Da qui si capisce il motivo per cui in India è d’obbligatorio avere figli: è come se ogni nuova generazione è la salvezza per l’anima degli antenati (meno bambini nascono e minore sarà il numero delle anime che possono lasciare il pitru-loka).

La nascita del Pitru Paksha

Il Pitru Paksha è una celebrazione molto antica e si racconta una leggenda, legata al re Karna, che ne spiega la nascita.
Nel Mahabharata si racconta che quando il re Karna morì la sua anima andò in paradiso e gli dei gli offrirono del cibo d’oro che era preziosissimo, ma ovviamente indigeribile.
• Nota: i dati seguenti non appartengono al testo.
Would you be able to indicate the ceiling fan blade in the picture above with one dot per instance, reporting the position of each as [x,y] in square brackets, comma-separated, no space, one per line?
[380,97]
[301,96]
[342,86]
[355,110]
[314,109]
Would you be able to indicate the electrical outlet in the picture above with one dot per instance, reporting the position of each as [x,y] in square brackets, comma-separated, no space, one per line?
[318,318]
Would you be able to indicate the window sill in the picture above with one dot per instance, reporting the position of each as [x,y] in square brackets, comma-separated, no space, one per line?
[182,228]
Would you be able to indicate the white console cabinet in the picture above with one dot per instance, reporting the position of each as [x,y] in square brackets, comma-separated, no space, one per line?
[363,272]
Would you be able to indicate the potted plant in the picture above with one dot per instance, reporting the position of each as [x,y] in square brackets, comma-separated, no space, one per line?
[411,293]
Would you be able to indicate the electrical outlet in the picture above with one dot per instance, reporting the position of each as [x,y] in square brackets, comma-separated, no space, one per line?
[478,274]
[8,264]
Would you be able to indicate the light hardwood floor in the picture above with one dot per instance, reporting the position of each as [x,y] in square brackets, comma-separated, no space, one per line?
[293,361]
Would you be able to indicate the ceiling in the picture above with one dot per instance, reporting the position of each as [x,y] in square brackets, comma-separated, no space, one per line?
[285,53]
Durante la sua vita Karna era conosciuto come un uomo umile e generoso, pronto in un qualsiasi momento a dare il suo aiuto ai più bisognosi offrendo oro e pietre preziose.
Il re Karna era figlio del dio sole e dell’umana Kunti che lo abbandonò alla nascita. Non sapendo chi fossero i suoi antenati, il re non aveva mai celebrato il rituale shraddha e anche così anche la sua anima era destinata a patire la sete e la fame nell’aldilà.
Gli dei, però, capirono perfettamente le sue condizioni e gli diedero un’altra possibilità: lo fecero tornare sulla terra durante le due settimane del Pitru Paksha per rimediare. Karna, a detta degli dei, doveva compiere i rituali shraddha e non solo alle anime defunte ma anche ai poveri della città. Maggiori dettagli su questi articoli di storify indiano.

La celebrazione

Ogni comunità celebra lo shraddha in modo diverso: in alcune parti le offerte sono dedicate a un’anima durante un giorno particolare scelto in base a specifici calcoli sulla luna del giorno della morte; in altre parti, invece, i giorni vengono stabiliti in base al tipo di morte e allo status sociale.
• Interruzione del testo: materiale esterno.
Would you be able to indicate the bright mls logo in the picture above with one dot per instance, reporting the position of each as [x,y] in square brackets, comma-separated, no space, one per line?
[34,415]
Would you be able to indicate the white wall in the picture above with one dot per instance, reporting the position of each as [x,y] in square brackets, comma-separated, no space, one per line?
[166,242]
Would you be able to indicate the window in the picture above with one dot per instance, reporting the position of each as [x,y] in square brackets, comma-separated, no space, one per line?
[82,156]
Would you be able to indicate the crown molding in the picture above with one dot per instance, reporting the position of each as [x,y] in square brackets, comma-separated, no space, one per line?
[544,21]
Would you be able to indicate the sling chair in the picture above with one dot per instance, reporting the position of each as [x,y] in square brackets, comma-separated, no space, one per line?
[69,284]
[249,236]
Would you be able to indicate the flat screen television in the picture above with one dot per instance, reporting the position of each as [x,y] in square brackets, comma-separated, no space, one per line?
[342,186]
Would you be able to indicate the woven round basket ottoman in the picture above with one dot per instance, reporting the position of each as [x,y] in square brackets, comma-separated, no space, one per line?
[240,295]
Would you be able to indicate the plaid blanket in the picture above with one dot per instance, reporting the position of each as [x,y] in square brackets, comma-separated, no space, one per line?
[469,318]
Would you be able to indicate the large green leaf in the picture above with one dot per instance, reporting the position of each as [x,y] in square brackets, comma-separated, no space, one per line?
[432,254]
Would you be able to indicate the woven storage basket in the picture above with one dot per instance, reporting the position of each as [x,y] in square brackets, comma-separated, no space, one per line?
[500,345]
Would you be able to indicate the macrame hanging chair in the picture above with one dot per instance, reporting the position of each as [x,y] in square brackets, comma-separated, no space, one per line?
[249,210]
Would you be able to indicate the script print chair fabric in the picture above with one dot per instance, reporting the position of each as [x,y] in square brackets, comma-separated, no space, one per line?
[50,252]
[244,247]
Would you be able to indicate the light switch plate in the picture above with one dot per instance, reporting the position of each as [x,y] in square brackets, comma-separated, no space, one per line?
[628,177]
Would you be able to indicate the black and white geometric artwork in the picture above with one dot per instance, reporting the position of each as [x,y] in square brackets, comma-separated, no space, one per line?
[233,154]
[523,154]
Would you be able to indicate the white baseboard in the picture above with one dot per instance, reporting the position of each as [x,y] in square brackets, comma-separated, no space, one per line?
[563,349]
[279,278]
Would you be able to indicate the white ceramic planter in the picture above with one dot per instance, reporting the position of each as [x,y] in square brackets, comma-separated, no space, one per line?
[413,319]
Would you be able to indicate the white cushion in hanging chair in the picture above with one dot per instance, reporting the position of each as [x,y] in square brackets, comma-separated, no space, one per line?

I rituali cominciano al tramonto dopo tantissime ore di preparazione che spesso comportano a digiuni prolungati. Il tutto avviene vicino a un fiume o a una riserva d’acqua e se il cibo offerto viene mangiato dai corvi (considerati come messaggeri tra il mondo dei vivi e il mondo dei morti) significa che i defunti hanno accettato il dono. È sconsigliato cominciare nuove attività durante il Pitru Paksha dato che non è considerato di buon auspicio trattandosi della celebrazione dei morti. Vedi anche il blog del miglior ristorante.

Le donne

Le donne non sentono molto vicino questa celebrazione dato che a seguire i rituali devono essere gli uomini e non possono fare alcuna offerta, ma contribuiscono al benessere dei defunti con la loro fertilità che le aiuta a generare la prole.